Wenn die deutsche Armee Erfolge erzielt (und sie wird große Erfolge erzielen), wird die Regierung der Vereinigten Staaten eine Entscheidung treffen müssen… Die Vereinigten Staaten werden in den Krieg eingreifen . (Trotzki, Interview mit dem „Post Dispatch“, 14. Februar 1940).

Trotz Roosevelts Versprechungen traten die USA in den Krieg ein und besiegten ihre beiden Rivalen, weil Deutschland den Kampf an zwei Fronten führte und die UdSSR ihm trotz Stalins Unvorbereitetheit widerstand.

In noch bedeutenderem Maßstab hat die Verantwortung für die kapitalistische Weltordnung nach dem 2. Weltkrieg die Macht der USA vergrößert und sie gleichzeitig untergraben. Um die revolutionäre Welle, die 1943 in Italien begann, einzudämmen, waren die USA gezwungen, den zerrütteten bürgerlichen Staaten in Europa, Japan und Südkorea beim Wiederaufbau zu helfen und so Märkte für ihre Produkte zu öffnen, aber auch Konkurrenten aufzubauen.

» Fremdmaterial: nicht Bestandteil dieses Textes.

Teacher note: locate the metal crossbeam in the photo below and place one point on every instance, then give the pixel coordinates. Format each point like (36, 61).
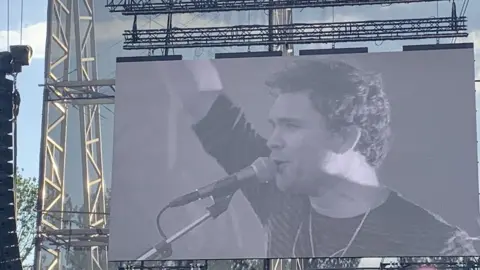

Sie trugen die Hauptlast des Wettrüstens, um endlich mit dem degenerierten Arbeiter*innenstaat UdSSR fertig zu werden. Doch die Wiedereinführung des Kapitalismus in Russland wie auch in China 1992 führte nicht dazu, dass diese Länder zu neuen Kolonien wurden, sondern zu neuen Imperialismen.

Bereits 1971 hatte Nixon der Verantwortung der USA für die Weltordnung einen schweren Schlag versetzt, als er die Konvertibilität des Dollars in Gold, den Dreh- und Angelpunkt des Bretton-Woods-Abkommens, aufhob und damals erklärte, die USA könnten nicht länger mit „einer auf dem Rücken gefesselten Hand“ kämpfen.

Die USA sind nach wie vor die größte imperialistische Macht. Ihr Militärhaushalt 2026 beläuft sich auf 901 Milliarden US-Dollar und Trump verspricht, ihn bis 2027 auf 1,5 Billionen US-Dollar zu erhöhen! Allein die Militärausgaben der USA im Jahr 2024 entsprachen der Summe der Militärausgaben der neun anderen größten Militärmächte (China, Russland, Deutschland, Indien, Großbritannien, Saudi-Arabien, Ukraine, Frankreich und Japan).

Ihr wirtschaftliches Gewicht in der Welt nimmt jedoch ab. Im Jahr 1945 repräsentierten sie 50 % des weltweiten BIP, im Jahr 2000 30 % und heute 25 %. Mit einem BIP von 29,185 Billionen US-Dollar im Jahr 2024 stehen die USA China mit einem BIP von 19,160 Billionen US-Dollar im Jahr 2024 gegenüber, der zweitgrößten Macht der Welt, die offen ihre Ambitionen kundtut, sie bis zum Jahrestag der Gründung der Volksrepublik 2049 zu verdrängen. Im Jahr 2025 wies China trotz des Zollkriegs einen weltweiten Rekordhandelsüberschuss von 1,2 Billionen Euro auf. Im Gegensatz zu den Behauptungen vieler kleinbürgerlicher Theoretiker, die in Le Monde diplomatique ihr Unwesen trieben, sind die USA nicht zu einem „Imperium“ geworden, das den ganzen Planeten beherrscht.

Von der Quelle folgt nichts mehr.